Politikus PKS ini mengingatkan akan adanya kerusakan Alam yang disebabkan ulah manusia dan banyak sejarah peradaban manusia berujung pada bencana alam yang sangat membahayakan kehidupan makhluk hidup termasuk umat manusia.
“Saya setuju dengan pandangan beberapa lembaga pemerhati lingkungan hidup, di mana rencana eksploitasi tanah bukit desa Wadas akan tetap dilaksanakan akan sangat mengganggu produksi pertanian. Wadas merupakan desa dengan tanah yang diberkahi kesuburan dan pertaniannya sangat produktif menghasilkan produk pertanian maupun perkebunan. Dengan tanah yang sangat subur ini menjadikan masyarakat desa Wadas berprofesi sebagai petani dan bergantung kelangsungan hidupnya pada tanah dan alam,” tutur Akmal, kemarin.
Legislator asal Sulawesi Selatan II ini juga menyayangkan akan tindakan pemerintah yang represif melalui aparat yang dikerahkan di desa ini demi mewujudkan mega proyek senilai Rp 3 triliun pembangunan bendungan tersebut dengan cara pengambilan batu dari bukit di Desa Wadas untuk bahan material timbunan bendungan.
Akmal mengingatkan, bahwa kerusakan ekosistem yang akan terjadi dengan cara melakukan eksploitasi seperti ini akan secara terang-terangan memaksa warga sekitar untuk keluar dari area itu karena sudah tidak ada lagi harapan untuk menggantungkan kehidupannya.
Padahal, semestinya pemerintah melindungi warganya dan memberikan rasa aman dan nyaman dalam menjalankan kehidupannya.
“Masyarakat yang tetap bertahan di daerah ini akan menghadapi kehidupan yang sangat buruk dengan ekosistem yang rusak. Keberkahan kesuburan tanah akan dicabut akibat eksploitasi. Jadi wajar bila warga menolak rencana eksploitasi ini, dan tindakan represif ini menjadi sorotan seluruh masyarakat Indonesia karena sangat berpotensi pelanggaran Hak Asasi Manusia,” kritis Akmal.

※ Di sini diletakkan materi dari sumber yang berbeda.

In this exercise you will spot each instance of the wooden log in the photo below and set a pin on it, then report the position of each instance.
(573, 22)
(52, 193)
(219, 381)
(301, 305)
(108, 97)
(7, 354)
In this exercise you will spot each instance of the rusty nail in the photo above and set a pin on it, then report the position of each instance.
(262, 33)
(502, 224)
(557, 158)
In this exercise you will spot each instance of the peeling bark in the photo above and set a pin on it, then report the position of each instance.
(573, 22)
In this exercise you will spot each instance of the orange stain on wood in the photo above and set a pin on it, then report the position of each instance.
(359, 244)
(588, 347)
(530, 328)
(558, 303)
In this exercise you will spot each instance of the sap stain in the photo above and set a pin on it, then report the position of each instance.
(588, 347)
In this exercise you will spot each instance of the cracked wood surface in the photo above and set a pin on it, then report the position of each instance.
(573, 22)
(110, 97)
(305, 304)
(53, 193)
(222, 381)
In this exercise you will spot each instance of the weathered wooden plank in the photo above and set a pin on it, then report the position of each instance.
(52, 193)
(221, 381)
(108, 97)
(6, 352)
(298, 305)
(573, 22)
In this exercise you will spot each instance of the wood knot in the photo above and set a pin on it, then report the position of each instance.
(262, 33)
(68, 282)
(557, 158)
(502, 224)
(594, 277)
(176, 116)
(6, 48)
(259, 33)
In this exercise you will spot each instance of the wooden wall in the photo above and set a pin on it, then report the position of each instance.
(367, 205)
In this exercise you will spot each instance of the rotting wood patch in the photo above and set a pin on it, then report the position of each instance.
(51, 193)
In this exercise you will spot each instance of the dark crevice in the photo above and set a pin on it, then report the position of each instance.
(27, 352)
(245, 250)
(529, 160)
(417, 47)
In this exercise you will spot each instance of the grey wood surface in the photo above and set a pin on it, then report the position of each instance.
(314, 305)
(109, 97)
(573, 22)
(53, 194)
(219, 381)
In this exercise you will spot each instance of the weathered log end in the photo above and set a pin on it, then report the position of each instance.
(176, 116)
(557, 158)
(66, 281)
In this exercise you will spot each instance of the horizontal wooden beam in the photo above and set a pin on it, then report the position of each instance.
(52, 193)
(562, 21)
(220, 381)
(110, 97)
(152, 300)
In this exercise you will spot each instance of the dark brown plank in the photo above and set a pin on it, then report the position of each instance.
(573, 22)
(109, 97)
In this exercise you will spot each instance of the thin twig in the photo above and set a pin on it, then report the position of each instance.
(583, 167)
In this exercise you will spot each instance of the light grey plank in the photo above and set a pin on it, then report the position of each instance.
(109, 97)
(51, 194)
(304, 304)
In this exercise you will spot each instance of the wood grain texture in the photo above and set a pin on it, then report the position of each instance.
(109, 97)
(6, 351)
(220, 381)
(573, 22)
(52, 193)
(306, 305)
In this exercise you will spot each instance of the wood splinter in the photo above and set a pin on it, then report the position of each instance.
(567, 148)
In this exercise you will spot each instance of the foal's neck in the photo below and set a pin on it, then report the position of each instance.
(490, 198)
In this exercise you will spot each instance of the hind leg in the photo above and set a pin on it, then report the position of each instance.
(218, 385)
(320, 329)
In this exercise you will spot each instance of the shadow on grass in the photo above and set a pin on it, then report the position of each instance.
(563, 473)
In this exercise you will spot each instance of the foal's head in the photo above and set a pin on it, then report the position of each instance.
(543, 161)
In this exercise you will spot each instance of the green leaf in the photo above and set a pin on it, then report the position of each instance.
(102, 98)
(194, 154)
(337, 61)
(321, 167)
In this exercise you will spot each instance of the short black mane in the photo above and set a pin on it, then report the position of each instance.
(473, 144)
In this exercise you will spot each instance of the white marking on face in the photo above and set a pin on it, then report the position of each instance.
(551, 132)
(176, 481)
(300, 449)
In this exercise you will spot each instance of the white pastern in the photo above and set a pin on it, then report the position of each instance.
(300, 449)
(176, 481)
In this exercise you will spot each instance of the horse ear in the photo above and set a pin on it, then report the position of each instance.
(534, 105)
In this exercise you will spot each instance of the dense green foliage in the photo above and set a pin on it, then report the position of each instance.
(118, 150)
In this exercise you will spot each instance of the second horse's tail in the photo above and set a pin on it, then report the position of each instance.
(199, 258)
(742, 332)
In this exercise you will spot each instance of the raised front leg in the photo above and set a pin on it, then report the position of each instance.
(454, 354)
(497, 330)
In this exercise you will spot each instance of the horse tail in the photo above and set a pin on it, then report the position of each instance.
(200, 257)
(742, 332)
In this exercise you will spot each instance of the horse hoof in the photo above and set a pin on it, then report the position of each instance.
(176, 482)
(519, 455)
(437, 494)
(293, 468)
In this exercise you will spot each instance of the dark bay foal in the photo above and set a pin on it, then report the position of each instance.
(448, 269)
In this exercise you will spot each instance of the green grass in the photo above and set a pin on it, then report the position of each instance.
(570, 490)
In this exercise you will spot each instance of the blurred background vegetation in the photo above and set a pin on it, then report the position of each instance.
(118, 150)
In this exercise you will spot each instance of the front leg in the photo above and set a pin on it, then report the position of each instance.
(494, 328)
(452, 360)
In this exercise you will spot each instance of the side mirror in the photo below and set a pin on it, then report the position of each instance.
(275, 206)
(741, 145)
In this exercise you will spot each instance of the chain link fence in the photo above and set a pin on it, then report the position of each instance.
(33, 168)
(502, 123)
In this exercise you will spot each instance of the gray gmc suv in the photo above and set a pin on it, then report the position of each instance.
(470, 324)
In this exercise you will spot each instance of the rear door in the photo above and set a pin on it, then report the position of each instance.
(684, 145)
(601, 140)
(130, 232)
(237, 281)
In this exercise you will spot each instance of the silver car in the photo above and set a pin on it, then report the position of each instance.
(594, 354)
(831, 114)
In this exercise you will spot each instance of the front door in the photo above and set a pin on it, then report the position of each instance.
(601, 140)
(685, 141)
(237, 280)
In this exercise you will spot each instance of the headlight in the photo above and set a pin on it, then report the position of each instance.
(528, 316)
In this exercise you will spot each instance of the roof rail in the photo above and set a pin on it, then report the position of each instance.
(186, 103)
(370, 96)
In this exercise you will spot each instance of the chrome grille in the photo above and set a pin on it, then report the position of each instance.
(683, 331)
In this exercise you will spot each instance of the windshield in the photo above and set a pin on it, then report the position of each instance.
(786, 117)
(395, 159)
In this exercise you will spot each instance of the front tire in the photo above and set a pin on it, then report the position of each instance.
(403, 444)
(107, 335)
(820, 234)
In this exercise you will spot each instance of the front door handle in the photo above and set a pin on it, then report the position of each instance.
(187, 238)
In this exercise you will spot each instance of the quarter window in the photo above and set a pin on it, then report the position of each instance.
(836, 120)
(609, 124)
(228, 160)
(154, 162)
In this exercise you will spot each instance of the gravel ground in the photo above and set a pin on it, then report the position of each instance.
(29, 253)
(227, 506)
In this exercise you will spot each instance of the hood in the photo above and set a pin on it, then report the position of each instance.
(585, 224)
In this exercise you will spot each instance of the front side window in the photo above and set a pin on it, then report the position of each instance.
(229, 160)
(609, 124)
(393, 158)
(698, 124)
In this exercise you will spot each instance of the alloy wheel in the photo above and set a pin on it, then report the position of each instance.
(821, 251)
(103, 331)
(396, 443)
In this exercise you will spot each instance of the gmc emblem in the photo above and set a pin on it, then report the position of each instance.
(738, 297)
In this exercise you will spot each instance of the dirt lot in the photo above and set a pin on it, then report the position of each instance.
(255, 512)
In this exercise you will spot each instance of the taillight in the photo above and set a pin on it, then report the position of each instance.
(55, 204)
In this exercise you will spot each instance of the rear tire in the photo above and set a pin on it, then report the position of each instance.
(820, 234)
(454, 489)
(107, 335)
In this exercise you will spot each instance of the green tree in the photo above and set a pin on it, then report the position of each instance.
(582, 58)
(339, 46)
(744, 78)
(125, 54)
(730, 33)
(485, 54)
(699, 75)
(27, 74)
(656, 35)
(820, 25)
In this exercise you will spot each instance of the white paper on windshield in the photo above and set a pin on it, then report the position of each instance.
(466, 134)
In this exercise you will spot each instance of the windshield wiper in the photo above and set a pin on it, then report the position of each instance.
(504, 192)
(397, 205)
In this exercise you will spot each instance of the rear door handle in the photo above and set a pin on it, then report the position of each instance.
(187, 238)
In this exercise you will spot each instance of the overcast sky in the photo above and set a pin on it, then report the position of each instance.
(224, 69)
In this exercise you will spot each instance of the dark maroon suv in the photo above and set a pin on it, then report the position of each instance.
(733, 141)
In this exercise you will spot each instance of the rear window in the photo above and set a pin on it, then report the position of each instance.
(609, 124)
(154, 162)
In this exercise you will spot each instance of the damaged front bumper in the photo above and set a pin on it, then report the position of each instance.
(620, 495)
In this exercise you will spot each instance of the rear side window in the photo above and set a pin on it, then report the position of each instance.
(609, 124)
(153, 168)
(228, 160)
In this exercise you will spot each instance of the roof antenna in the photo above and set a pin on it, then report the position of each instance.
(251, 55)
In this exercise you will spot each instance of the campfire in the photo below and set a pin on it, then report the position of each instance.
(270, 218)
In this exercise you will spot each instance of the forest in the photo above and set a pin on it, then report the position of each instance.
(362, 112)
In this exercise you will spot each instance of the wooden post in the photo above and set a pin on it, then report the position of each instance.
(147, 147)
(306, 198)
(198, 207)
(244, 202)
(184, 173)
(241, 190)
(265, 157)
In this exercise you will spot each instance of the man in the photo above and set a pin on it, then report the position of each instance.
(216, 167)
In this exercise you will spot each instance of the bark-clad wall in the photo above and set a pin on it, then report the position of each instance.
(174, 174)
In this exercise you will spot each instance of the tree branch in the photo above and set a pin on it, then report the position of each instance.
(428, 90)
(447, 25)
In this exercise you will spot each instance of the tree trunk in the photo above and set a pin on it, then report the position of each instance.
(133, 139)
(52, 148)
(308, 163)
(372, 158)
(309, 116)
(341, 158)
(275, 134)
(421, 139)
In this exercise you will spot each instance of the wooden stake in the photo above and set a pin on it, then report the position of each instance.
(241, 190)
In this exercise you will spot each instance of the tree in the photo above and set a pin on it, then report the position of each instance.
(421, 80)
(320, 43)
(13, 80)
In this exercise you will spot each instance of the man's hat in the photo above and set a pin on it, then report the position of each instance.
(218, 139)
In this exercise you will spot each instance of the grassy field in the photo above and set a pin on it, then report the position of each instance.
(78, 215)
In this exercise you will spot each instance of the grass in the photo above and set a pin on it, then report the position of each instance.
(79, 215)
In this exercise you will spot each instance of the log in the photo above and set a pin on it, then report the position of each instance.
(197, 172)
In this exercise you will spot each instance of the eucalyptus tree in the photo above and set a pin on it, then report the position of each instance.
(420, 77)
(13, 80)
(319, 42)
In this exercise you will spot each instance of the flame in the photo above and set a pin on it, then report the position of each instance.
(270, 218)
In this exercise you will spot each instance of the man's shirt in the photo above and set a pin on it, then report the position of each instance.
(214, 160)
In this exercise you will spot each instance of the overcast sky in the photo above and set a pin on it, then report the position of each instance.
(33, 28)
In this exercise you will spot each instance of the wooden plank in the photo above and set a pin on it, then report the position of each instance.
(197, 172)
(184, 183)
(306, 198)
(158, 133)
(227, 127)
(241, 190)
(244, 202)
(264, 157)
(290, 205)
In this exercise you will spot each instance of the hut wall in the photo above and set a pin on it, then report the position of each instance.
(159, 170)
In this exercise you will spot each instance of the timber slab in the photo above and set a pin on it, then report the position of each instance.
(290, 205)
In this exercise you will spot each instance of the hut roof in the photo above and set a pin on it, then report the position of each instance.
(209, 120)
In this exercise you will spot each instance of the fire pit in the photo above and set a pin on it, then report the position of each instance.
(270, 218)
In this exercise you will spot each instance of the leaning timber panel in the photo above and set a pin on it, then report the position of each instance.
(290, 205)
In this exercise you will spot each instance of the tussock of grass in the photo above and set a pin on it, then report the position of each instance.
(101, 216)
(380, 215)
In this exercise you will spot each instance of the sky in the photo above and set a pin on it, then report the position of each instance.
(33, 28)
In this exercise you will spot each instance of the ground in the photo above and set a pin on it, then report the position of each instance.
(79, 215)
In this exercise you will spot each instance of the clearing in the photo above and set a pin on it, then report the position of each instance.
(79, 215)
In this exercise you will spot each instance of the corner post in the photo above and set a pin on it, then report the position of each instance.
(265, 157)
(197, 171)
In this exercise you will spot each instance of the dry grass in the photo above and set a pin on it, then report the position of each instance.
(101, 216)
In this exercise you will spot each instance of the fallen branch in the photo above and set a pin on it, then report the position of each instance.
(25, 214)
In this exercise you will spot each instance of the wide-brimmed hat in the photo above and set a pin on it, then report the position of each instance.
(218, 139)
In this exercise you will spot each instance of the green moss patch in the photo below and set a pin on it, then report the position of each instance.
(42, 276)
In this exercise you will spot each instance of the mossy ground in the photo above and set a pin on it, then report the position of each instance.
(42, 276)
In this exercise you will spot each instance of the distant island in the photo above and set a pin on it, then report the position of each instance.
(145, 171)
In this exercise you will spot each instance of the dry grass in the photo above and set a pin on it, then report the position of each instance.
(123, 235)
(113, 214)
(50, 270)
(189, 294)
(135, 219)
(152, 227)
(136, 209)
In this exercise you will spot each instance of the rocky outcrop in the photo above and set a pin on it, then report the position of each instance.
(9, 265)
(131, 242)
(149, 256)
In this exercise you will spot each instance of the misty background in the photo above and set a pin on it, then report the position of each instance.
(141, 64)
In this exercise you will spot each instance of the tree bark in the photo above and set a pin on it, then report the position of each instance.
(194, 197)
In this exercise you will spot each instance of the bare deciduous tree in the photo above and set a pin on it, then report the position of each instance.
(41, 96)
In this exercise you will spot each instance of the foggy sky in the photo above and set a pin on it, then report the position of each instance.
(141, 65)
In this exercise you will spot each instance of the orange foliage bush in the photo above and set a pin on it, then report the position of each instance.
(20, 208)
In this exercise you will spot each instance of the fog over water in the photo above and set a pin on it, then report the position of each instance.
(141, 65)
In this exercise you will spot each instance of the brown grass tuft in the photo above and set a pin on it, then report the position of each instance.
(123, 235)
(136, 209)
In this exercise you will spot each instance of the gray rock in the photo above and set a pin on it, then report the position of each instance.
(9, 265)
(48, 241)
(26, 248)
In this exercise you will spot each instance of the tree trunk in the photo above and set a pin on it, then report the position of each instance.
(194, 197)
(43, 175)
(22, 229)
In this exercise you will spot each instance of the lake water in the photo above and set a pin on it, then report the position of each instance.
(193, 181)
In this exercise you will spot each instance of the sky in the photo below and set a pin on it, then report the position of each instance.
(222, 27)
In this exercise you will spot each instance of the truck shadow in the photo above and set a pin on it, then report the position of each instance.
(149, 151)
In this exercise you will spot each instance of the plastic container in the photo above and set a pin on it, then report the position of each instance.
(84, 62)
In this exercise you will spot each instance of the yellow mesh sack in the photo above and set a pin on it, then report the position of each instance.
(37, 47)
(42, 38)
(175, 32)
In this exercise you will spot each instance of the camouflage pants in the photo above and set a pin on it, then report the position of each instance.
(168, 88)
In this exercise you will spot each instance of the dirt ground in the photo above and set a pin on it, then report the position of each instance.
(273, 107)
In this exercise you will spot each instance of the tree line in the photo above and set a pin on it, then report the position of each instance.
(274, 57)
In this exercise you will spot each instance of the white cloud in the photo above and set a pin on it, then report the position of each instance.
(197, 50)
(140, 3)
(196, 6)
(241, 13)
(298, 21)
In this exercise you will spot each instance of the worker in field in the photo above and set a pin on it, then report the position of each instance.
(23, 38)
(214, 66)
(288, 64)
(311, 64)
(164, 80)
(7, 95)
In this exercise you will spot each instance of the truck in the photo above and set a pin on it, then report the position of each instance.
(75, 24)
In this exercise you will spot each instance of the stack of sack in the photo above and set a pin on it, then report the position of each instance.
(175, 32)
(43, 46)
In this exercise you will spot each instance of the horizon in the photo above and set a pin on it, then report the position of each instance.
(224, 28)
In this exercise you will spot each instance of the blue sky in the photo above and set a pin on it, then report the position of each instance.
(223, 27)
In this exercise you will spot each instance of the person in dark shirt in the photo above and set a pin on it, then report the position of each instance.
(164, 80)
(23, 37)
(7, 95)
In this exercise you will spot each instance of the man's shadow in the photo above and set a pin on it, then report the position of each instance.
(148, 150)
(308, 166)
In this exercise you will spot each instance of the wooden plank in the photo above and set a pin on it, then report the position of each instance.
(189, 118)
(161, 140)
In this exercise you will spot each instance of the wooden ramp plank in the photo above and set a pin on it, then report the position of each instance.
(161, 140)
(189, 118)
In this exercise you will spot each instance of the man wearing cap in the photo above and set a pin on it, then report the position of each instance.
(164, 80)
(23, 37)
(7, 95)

Anggota DPR Komisi IV yang bermitra dengan Kementerian Lingkungan Hidup dan Kehutanan ini meminta agar pemerintah meninjau kembali SK Gubernur Jawa Tengah yang menetapkan desa tersebut sebagai lokasi penambangan batuan dan mengevaluasi izin Amdal yang keluar pada 2 Maret 2018 lalu.